Commentary and musings on the complex, fascinating and peculiar world that is securities regulation
Wednesday, February 27, 2008
Management Conduct Taints Board Election, VC Strine Orders New One
A contested corporate election of directors was so tainted by management’s inequitable conduct that the Delaware Chancery Court set the results aside and ordered a new election. The court ruled that management failed to disclose an agreement to obtain the votes of one insurgent shareholder by promising to expand the board and let the insurgent name the new director. Similarly, in an effort to secure another key bloc of votes, management used a combination of threats of ending a key project and the inducement of removing a restrictive legend on the shares of the shareholder it sought to enlist. Management also delayed the annual meeting in order to win the election, was dishonest about the reasons for the delay, and failed to use the time to release an adverse 10-Q. (Portnoy v. Cryo-Cell International, Inc., Del. Chan Ct, CA No. 3142).
Vice Chancellor Strine ordered a new prompt election to be presided over by a special master, with the management slate to bear the costs of their own proxy solicitations, the costs of the meeting, and the cost of the special master. The court rejected management’s plea that the annual report is not ready and the SEC will not let them solicit proxies. Management should seek relief from the SEC, said the court.
While the SEC’s requirements are well-intended ones designed to protect stockholders; noted the court, they are no basis to insulate corporate insiders from their obligations under the corporation law governing their company’s relations to its stockholders.
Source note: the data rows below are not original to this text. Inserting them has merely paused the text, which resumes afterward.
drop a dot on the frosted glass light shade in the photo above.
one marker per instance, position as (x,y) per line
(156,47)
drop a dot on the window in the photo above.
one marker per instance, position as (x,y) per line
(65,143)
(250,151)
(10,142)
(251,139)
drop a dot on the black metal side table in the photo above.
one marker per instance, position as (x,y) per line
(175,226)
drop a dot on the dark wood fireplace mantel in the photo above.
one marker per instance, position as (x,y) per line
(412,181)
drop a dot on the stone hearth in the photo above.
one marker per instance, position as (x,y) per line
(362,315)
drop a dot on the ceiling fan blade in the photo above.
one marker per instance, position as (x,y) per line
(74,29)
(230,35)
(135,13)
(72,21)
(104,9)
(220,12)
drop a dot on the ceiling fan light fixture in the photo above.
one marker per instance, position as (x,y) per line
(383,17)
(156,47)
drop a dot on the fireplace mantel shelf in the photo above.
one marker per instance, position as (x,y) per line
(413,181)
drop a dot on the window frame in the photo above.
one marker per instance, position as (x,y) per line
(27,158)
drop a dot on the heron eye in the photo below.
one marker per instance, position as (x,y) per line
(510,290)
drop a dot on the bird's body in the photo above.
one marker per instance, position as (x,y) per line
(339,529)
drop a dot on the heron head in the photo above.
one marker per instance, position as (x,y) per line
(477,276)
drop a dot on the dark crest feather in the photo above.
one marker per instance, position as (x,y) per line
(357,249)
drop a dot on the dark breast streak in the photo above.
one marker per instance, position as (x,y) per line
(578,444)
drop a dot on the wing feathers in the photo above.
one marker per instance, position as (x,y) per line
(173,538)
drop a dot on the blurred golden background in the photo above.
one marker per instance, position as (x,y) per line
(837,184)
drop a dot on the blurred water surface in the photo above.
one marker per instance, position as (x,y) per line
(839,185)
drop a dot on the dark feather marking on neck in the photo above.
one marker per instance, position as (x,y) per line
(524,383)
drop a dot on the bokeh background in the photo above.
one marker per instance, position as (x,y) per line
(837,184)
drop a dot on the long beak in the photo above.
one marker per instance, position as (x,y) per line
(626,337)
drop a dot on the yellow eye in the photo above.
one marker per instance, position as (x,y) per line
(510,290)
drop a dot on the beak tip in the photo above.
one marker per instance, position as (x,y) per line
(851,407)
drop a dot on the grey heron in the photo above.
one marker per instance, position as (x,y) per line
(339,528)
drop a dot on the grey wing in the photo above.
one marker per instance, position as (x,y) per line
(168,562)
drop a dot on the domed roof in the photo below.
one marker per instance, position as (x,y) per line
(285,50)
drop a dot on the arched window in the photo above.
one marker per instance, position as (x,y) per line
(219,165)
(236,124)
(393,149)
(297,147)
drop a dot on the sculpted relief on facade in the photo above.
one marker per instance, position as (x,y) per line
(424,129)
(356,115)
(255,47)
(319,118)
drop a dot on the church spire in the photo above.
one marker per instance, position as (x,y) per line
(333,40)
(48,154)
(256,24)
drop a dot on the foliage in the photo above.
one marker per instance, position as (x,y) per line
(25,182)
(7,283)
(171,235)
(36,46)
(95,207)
Nothing in the Exchange Act proxy provisions suggests any purpose to interfere with the power of state courts to require that stockholder meetings be held in accordance with the requirements of state corporation law in situations where the company is delinquent in its SEC filings.
The contest began with two separate insurgent shareholder groups. Management made a deal with one insurgent by giving him a seat on the board, which was disclosed to shareholders, and allowing him to also name a new director, which was not.. Vice Chancellor Strine said that the arrangement under which the insurgent was promised a seat on the board for his support of the management slate was not illegal vote buying.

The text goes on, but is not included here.